Adversarial attacks that trick one machine-learning model can potentially be used to fool other so-called artificially intelligent systems, according to a new study.
It's hoped the research will inform and persuade AI developers to make their smart software more robust against these transferable attacks, preventing malicious images, text, or audio that hoodwinks one trained model from tricking another similar model.
Neural networks are easily deceived by what's called adversarial attacks, which input data producing one output is subtly changed to produce a completely different one. For example, you could show a gun to an object classifier that correctly guesses it's a gun, and then change just a small part of its coloring to fool the AI into thinking it's a red-and-blue-striped golfing umbrella.
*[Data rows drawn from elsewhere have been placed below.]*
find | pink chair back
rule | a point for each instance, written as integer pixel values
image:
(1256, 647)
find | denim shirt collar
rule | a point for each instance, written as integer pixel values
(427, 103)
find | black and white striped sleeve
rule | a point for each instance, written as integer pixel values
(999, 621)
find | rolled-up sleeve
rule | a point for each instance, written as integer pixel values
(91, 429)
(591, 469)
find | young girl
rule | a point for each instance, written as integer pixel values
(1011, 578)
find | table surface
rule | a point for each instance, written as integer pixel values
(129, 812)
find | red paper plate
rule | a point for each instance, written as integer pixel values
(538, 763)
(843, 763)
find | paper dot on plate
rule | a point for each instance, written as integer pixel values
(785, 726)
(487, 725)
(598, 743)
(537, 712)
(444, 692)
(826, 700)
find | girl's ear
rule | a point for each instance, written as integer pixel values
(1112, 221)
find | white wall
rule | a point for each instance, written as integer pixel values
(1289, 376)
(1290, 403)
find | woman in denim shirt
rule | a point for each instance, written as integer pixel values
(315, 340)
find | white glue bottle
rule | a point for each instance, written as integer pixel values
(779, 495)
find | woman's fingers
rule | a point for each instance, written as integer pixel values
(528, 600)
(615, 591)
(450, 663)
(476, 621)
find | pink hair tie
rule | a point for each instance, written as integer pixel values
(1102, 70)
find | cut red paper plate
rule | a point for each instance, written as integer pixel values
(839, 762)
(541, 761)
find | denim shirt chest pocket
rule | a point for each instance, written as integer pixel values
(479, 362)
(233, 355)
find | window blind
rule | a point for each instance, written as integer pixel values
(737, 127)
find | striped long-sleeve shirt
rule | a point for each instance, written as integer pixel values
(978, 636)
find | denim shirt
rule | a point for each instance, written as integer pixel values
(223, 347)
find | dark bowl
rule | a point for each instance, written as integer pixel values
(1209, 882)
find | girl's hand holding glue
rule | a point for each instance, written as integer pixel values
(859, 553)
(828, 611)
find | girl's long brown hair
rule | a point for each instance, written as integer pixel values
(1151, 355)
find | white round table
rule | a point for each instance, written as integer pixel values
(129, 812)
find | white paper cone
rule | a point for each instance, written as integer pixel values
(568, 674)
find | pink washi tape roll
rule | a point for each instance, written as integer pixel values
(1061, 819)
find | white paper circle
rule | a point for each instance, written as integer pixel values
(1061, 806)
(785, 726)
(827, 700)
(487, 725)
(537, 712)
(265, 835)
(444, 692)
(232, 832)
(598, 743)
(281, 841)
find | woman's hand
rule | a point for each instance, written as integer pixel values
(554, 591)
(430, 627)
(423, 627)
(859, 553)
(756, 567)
Now you can potentially slip past that smart CCTV camera scanning the crowd for weapons.
This is because machines can’t tell the difference between real or fudged inputs, and will continue to operate all the same, despite spitting out incorrect answers. Adding a few pixels here and there causes an image of banana to be classified as a toaster. And it’s not just a problem that affects computer vision systems: natural language models are vulnerable too.
So far, most attacks have been demonstrated by feeding AI systems poisoned input data during inference, or the final decision-making stage: the part where the software predicts what it's looking at, or listening to, and so on.
This involves trial and error if you, the attacker, do not know how the models work internally. If you're trying this against a production system, you could face consequences if the attack fails: for example, you could set off security alarms, result in a facial-recognition system identifying you, trigger an AI-based network monitoring system, or otherwise give the game away that you're trying to game an AI application. And that's no good.
Another tactic involves practicing the attack on your own in-house neural network before trying it on a production target. In order for that to work efficiently, and not end up in more time-consuming trial and error, with consequences when you fail, you need something called transferability. That allows you to design an attack that works against your own neural network, and should work against another AI program is a black box to you.
“Transferability captures the ability of an attack against a machine learning model to be effective against a different, potentially unknown, model,” a group of researchers from the University of Cagliari, Italy, and Northeastern University, United States, explained in an arXiv-hosted paper this week.
Object-recognition AI – the dumb program's idea of a smart program: How neural nets are really just looking at texturesREAD MORE
Success relies on how vulnerable the target model is, how complex the surrogate model is, and how closely they both align with each other. Being able to test adversarial attacks against a dummy model that works similarly to the real one suggests those attacks will transfer better. It seems bleeding obvious because, well, if a brick can be thrown through your own window, it most probably can be thrown through your neighbor's similar window.
But this is the world of academia where things, rightly, need to be proved, explained, and researched, before they can be assumed and taken for granted, especially in the wibbly unpredictable and misunderstood world of machine learning.
Matthew Jagielski, coauthor of the paper and a PhD student at Northeaster University, told El Reg these dummy models can be used to attack commercial machine-learning systems in the cloud.
"There is really a lot of good work on making these attacks possible in a setting where you don't have access to the true model," he said. "If the adversary can collect some amount of training data or query the model enough, they can get a good enough surrogate where it's definitely possible to run an effective attack."
It’s not too difficult to choose or build an effective surrogate model from which to craft a transferable adversarial attack, Ambra Demontis, first author of the paper and a researcher at the Uni of Cagliari, explained to The Register.
“I think that today more information is public and there are more tools that an attacker can exploit, it is easier for an attacker to threaten a machine learning system,” said Demontis.
Open source models can, we're told, be used as dummy models to practice crafting adversarial examples.
Demontis explained that if adversaries wanted to trick an image-recognition model, for example, by giving it pictures flecked with noise to fool it into identifying whatever was pictured as something completely different, then choosing a classifier that doesn't over-fit too much to the training data is a good start. As for AI developers, the team has offered advice in their paper on how to avoid transferable attacks.
“The lesson to system designers is to evaluate their classifiers ... and select lower-complexity, stronger regularized models that tend to provide higher robustness to both evasion and poisoning,” the researchers concluded. ®